So the largest “thing” in the universe so far was just discovered—it’s big.
What’s the largest thing you can imagine? I mean, what can you visualize in the neocortex of the brain that your human ancestors gave you that takes up the most space and has the greatest mass?
My first instinct would be to say, a star. Most of us have probably seen relative scales of the size difference between Earth and the Sun. If you’ve also travelled abroad before and have seen how long and trying it is for even the most patron of saints, is pretty hard to comprehend their massive size.
Now, you have to think out of the box a little. What’s bigger than that? The answer is a solar system, and then even larger, a galaxy. After that, I mean we’re talking the universe, right?
Right?
Enter Hyperion, Zeus’s titanic uncle, according to Greek mythology. You know, pretty important guy. Hyperion is the biggest and oldest supercluster known to man to date.
A supercluster is a cluster of galaxies, but like Anya from Buffy the Vampire Slayer said of full demons, “they’re bigger.”
This isn’t just any old supercluster, either. Hyperion is a proto-supercluster. From the Greek word protos, meaning first, astronomers believe Hyperion was formed only two billion years after the big bang, while the milky way was formed about 13.8 billion.
Basically, we’re talking about the original, biggest, and baddest Titan among titans. I don’t even know how Zeus overthrew him and Cronus, but I have a feeling someone must have editorialized this along the way.
Top researchers from all over the globe working at the European Southern Observatory (ESO) discovered Hyperion with its own VLT, or Very Large Telescope. The actual volume of the supercluster clocks in at 9.5 × 10^4 cMpc^3, which, according to the press release, means, “the proto-supercluster is calculated to be more than one million billion times that of the sun.”
But, guess what? It turns out that Hyperion was even bigger in the past! Due to its massive size and old age, Hyperion has actually been contracting from its own gravity.
“Hyperion is like 5,000 galaxies of the milky way,” Steffan Miefke, chief of operations for the ESO, told Reuters. “Hyperion is a sixth of the age of the universe. It’s as though we were able to look at the adolescence of an 80-year-old human being.”
While the ESO itself is German, the VLT sits in the Chilean desert. The VLT uses what’s known as Visible Multi-Object Spectrograph. According to Reuters, this allows researchers a “time machine in the middle of desert, showing us how the universe looked when it was just a third of its current age.”
What’s more is Hyperion is 11 billion light years away. That is so far away from the VLT that it is viewed from Earth as it looked billions of years ago.
“Superclusters closer to Earth tend to (appear as) a much more concentrated distribution of mass with clear structural features,” said Brian Lemaux, astronomer and co-author of the report, told Reuters. “But in Hyperion, the mass is distributed much more uniformly in a series of connected blobs, populated by loose associations of galaxies.”

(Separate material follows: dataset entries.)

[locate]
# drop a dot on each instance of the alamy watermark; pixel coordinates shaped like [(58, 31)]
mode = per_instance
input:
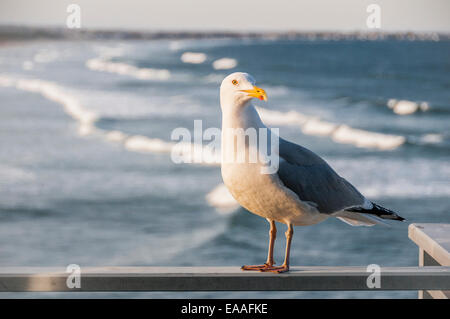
[(374, 279), (73, 20), (73, 281), (251, 146), (374, 19)]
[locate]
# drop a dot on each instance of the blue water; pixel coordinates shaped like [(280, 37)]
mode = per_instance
[(69, 198)]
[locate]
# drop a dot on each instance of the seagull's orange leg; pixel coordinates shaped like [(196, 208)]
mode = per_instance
[(269, 263), (285, 266)]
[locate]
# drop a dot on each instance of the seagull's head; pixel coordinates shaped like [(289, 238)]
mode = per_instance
[(238, 88)]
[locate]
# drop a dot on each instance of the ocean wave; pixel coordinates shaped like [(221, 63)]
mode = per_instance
[(405, 107), (193, 57), (183, 151), (339, 133), (225, 64), (104, 65)]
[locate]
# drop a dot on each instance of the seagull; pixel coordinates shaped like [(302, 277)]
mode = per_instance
[(304, 190)]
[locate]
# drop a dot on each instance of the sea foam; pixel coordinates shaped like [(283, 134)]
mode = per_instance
[(103, 65), (224, 64), (193, 57), (340, 133), (405, 107)]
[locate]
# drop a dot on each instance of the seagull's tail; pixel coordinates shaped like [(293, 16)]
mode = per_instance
[(377, 211)]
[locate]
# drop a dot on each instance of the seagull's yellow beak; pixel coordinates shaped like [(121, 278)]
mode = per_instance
[(256, 92)]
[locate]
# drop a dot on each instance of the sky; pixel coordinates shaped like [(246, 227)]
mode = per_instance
[(233, 15)]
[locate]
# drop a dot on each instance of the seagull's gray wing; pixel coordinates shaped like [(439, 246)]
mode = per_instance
[(313, 180)]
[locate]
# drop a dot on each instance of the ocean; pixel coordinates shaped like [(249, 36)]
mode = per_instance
[(86, 175)]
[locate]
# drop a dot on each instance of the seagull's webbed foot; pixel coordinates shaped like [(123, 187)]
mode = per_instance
[(256, 267), (275, 269)]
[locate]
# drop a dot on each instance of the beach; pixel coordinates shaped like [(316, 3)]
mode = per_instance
[(86, 175)]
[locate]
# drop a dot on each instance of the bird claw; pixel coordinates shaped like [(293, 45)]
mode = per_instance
[(278, 270), (256, 267)]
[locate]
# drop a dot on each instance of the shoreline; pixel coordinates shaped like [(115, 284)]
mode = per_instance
[(13, 33)]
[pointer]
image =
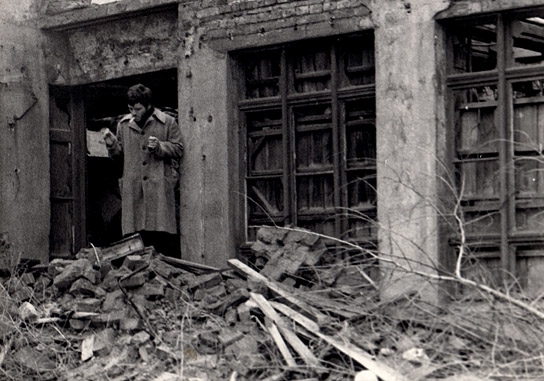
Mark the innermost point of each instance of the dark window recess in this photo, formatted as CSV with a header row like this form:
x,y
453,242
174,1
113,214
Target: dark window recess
x,y
308,116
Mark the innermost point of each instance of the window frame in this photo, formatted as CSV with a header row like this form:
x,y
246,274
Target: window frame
x,y
510,242
288,101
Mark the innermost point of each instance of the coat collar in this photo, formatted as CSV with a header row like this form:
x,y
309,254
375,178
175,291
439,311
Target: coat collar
x,y
157,114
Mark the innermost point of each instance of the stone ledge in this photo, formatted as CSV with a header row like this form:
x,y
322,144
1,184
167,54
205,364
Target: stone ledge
x,y
94,14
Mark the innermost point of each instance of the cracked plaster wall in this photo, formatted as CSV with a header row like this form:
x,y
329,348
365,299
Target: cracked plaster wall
x,y
24,144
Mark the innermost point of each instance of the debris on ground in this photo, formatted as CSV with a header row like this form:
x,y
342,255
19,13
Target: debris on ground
x,y
290,312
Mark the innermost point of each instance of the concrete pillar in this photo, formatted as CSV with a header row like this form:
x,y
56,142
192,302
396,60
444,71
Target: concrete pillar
x,y
205,209
409,105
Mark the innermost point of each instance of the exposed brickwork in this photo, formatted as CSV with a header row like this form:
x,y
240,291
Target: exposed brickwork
x,y
218,20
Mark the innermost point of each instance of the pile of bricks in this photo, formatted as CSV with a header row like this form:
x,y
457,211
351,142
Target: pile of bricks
x,y
129,313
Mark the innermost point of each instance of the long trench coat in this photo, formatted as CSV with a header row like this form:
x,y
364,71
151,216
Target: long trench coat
x,y
149,178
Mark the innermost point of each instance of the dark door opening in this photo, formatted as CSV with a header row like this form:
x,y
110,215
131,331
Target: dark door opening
x,y
105,104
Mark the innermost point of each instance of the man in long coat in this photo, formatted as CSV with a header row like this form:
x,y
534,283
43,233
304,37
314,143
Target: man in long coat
x,y
149,143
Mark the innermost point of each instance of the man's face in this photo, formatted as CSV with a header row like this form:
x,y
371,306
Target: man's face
x,y
137,111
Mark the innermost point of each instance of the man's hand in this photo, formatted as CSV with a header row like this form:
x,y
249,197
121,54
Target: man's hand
x,y
153,144
109,137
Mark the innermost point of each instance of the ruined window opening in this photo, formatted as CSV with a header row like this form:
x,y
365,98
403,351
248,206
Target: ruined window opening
x,y
307,114
495,80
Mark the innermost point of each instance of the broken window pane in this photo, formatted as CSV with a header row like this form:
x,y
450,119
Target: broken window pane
x,y
474,48
262,75
528,41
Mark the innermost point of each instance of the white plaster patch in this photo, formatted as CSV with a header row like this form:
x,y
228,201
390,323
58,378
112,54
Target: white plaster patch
x,y
103,1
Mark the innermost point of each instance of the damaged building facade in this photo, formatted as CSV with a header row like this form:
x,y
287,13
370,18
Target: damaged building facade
x,y
410,128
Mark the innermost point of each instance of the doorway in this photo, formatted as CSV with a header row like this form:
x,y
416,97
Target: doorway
x,y
92,213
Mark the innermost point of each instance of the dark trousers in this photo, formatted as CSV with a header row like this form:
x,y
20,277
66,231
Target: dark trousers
x,y
164,243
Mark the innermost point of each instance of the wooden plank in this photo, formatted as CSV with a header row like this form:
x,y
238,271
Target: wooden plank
x,y
278,339
382,370
275,287
293,315
291,337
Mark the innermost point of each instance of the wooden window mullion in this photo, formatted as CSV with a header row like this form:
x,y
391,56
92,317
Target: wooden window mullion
x,y
288,163
336,143
506,170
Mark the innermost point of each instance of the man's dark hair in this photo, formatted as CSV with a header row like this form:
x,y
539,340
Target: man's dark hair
x,y
139,94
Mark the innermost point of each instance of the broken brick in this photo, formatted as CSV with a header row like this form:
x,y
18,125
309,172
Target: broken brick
x,y
136,280
82,287
88,305
205,281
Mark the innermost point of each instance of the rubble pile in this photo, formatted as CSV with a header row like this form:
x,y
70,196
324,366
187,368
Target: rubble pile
x,y
293,312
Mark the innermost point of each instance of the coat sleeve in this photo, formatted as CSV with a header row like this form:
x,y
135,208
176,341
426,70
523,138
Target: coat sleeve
x,y
173,146
116,149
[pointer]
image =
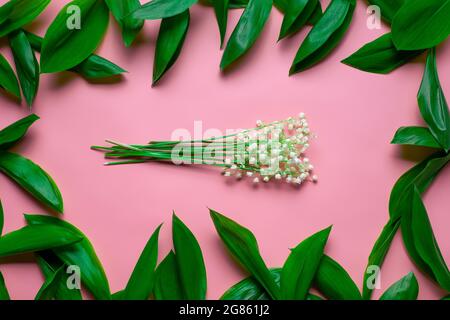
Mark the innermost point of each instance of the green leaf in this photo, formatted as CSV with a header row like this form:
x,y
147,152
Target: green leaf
x,y
130,27
189,259
221,12
51,285
406,288
243,246
49,264
93,67
81,254
246,32
380,56
17,13
297,14
8,80
159,9
416,136
432,103
388,8
168,284
4,295
140,284
36,238
64,48
421,24
378,253
27,65
171,37
16,131
301,265
334,282
421,244
325,35
32,178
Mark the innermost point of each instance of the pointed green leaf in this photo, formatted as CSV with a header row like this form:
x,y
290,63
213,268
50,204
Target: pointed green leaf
x,y
432,103
17,13
297,14
8,80
325,35
189,258
388,8
36,238
130,27
168,284
159,9
65,45
380,56
378,254
4,295
334,282
81,254
170,41
416,136
421,24
16,131
301,265
27,65
243,246
406,288
32,178
246,32
93,67
140,285
221,12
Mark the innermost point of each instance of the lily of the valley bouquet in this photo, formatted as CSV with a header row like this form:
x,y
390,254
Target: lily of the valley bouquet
x,y
270,151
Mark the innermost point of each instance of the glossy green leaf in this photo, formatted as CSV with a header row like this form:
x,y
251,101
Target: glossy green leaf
x,y
140,284
247,30
171,37
421,244
4,295
416,136
27,66
49,264
221,12
297,14
16,13
432,103
378,254
63,48
36,238
380,56
51,285
81,254
388,8
168,284
16,131
32,178
421,24
159,9
93,67
250,289
325,35
189,259
8,80
130,27
243,246
333,281
301,265
406,288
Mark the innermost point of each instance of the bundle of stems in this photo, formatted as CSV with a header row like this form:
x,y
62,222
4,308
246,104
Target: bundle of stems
x,y
274,150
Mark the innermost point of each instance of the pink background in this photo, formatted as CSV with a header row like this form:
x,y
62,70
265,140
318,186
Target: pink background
x,y
354,114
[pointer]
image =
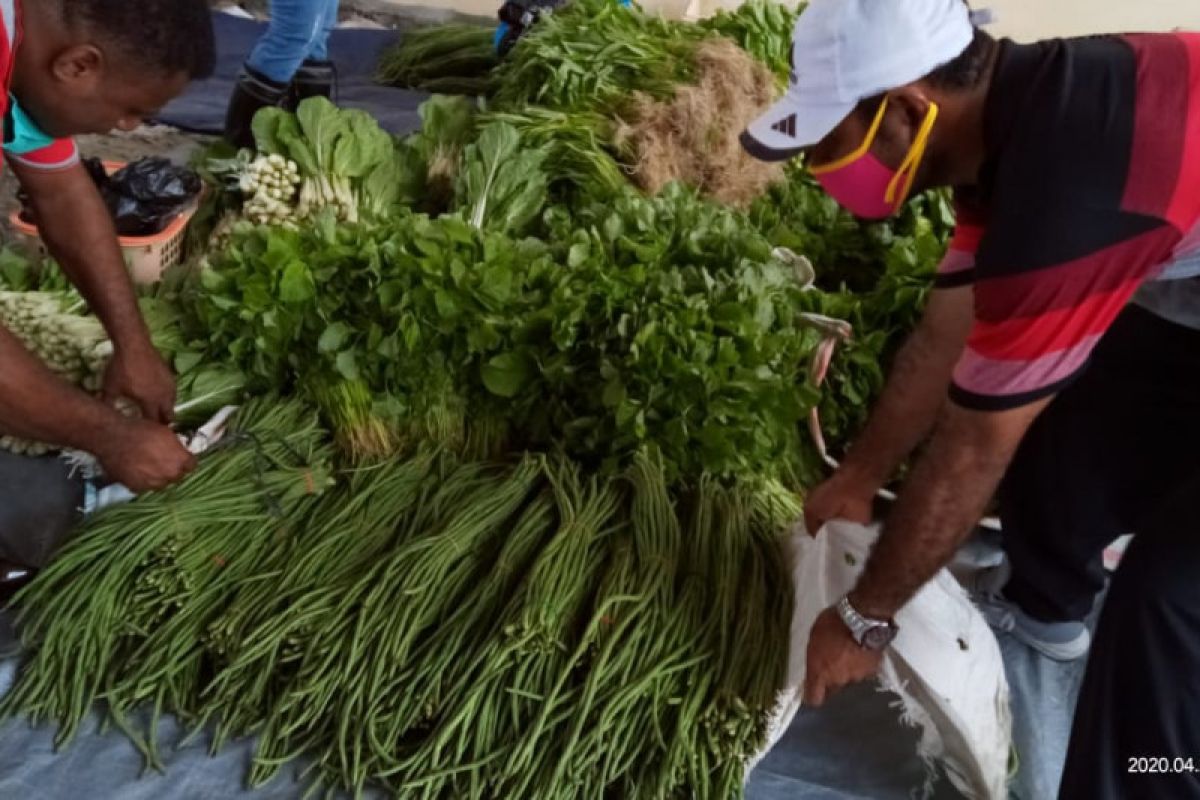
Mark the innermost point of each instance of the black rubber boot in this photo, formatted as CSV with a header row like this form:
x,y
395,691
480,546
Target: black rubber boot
x,y
252,92
312,79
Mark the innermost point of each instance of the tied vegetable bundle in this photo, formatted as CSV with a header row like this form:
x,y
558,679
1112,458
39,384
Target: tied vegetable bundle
x,y
426,625
73,346
453,59
319,160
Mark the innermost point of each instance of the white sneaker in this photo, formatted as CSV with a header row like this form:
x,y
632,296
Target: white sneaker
x,y
1057,641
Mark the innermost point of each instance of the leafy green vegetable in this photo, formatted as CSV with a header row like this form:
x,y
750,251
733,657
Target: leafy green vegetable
x,y
502,185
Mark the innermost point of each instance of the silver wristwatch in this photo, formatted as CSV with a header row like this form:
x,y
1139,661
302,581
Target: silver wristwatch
x,y
870,633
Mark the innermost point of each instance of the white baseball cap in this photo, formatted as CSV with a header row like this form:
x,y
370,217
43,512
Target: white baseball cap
x,y
847,50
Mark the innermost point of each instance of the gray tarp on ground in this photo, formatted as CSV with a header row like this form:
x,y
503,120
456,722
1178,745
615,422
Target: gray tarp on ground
x,y
851,750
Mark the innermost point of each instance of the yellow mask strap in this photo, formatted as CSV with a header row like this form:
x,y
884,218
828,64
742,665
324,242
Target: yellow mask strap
x,y
907,170
861,150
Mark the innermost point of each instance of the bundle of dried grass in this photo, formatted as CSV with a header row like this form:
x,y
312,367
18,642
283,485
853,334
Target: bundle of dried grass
x,y
694,137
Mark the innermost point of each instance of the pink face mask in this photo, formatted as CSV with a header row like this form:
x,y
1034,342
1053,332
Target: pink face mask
x,y
864,185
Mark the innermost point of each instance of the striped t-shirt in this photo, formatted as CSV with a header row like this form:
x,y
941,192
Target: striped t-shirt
x,y
1090,188
51,154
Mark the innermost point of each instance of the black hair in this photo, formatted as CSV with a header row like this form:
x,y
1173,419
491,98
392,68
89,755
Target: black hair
x,y
171,36
964,72
969,67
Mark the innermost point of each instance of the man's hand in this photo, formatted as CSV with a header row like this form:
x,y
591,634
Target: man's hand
x,y
844,495
143,455
142,376
834,659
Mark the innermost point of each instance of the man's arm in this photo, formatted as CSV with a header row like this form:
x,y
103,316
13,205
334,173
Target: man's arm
x,y
905,411
942,499
78,232
37,404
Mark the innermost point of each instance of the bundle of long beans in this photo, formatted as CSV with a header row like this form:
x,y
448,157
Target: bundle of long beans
x,y
429,625
118,614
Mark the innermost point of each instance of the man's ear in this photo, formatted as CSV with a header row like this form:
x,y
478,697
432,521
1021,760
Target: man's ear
x,y
907,107
79,65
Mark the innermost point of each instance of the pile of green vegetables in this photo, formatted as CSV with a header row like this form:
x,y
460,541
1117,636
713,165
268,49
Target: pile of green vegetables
x,y
502,513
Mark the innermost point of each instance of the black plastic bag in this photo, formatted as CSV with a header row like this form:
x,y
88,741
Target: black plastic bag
x,y
147,194
142,197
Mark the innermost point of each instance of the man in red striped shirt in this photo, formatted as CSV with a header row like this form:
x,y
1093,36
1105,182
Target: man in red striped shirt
x,y
1077,174
90,66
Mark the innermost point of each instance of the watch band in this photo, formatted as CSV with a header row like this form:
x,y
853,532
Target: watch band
x,y
870,633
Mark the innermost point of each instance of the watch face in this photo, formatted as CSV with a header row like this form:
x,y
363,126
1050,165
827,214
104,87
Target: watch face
x,y
879,637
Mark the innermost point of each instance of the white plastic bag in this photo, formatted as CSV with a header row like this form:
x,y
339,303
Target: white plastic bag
x,y
945,665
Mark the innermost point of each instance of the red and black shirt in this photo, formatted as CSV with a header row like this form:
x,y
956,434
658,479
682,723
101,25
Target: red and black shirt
x,y
58,154
1091,187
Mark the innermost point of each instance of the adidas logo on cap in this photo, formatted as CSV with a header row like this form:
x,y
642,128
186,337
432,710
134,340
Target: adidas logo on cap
x,y
786,126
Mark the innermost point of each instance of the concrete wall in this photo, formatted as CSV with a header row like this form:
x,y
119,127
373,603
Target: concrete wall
x,y
1029,19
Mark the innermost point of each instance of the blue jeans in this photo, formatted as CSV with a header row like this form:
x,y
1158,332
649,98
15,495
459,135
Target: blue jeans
x,y
299,30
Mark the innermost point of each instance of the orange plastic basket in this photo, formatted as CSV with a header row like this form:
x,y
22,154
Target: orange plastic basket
x,y
147,257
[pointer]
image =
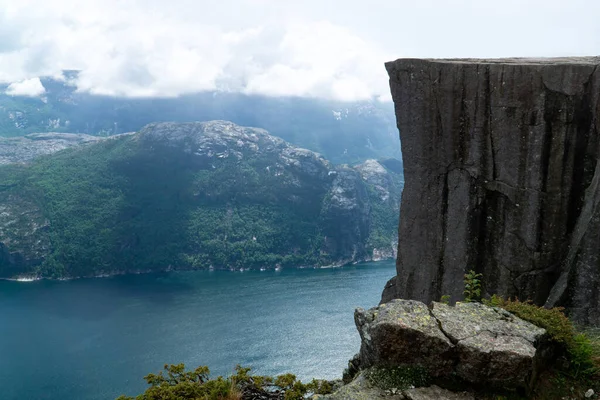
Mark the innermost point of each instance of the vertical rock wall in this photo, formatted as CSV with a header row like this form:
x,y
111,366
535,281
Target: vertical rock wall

Basically, when viewing this bad boy from the telescope, it appears rather sparse and spread out which suggests its not only enormous but a great distance away, as well. Who knows what secrets lie in the heart of such a big, old web of galaxies? Astronomers are hopeful this wise old giant will spill the beans on how our big, whole universe came to fruition.
“These are galaxies very far from us, almost at the beginning of the universe, and allow us to understand better how the universe evolved from the Big Bang until the present day,” Miefke said.